娘の住むところから自動車専用道路での帰り道、公園の真ん中にぽつんと黄金色の物体がずっと気になっていた。後で調べてみるとそこは平成8年に縄文時代の土偶が出土した場所らしい。 その土偶は「縄文の女神」の女神と名付けられた。発掘地は公園として整備され、道路から僕が見たのは、記念に建てられた土偶のレプリカ像だったのだ。
そういえば、子供たちがまだ小さいとき、県立博物館でこの像を見たことを思いだした。なんとここが発掘地だったのか。で、この11月末、再び用事があって念願の現地に行ってみたのだ。まさか、子どもがらみで再会できるとは思っても見なかった。
女神像は川を見下ろす高台にあった。周りは住宅地。もしかしたらここは縄文時代から人が住むには快適な場所だったのかもしれない。カメラを持って像に近付くとレプリカが意外に大きいのに驚いた。博物館で見た本物(原寸大レプリカだったかも)は資料によると身長45cmぐらい。レプリカはその倍以上はある。縄文時代にものにモダンという言い方はおかしいけど現代のデザインにも見える。胸を張っておしりを突き出したようなポーズ。現代人にも負けないグラマラスなプロポーションで、ちょっとエロチシズムも感じる。専門家によると「生命を産む女性をかたどり健康祈願やまじないなどに使ったのではないか」ということらしい。なるほど。

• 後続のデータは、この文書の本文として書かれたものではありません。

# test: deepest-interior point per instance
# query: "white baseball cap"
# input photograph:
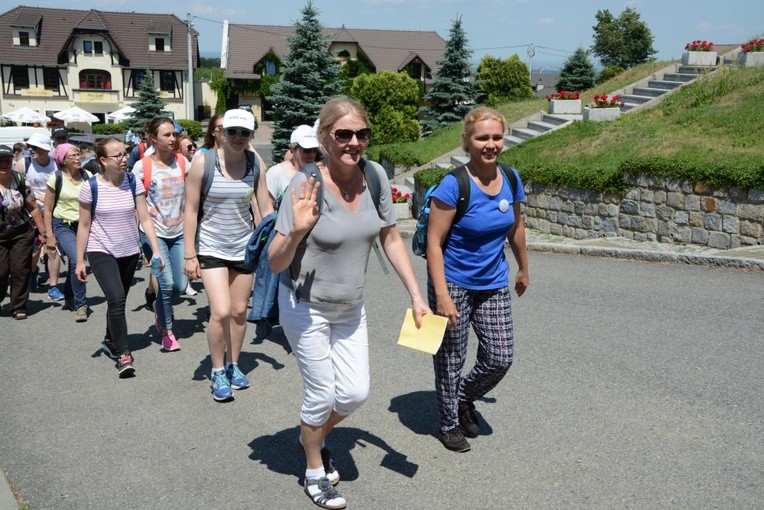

公園には小さな子供連れの家族が遊びに来ていた。その楽しそうな姿を見て僕たちの子供たちの小さかった頃を思い出した。子育てはとても大変だったけれど、あんなに楽しかったことはなかった。不自由なとてつもない楽しさの中で子供たちの未来を見ていた。きっと縄文時代から数え切れない家族がこの地を歩いたんだろなあ。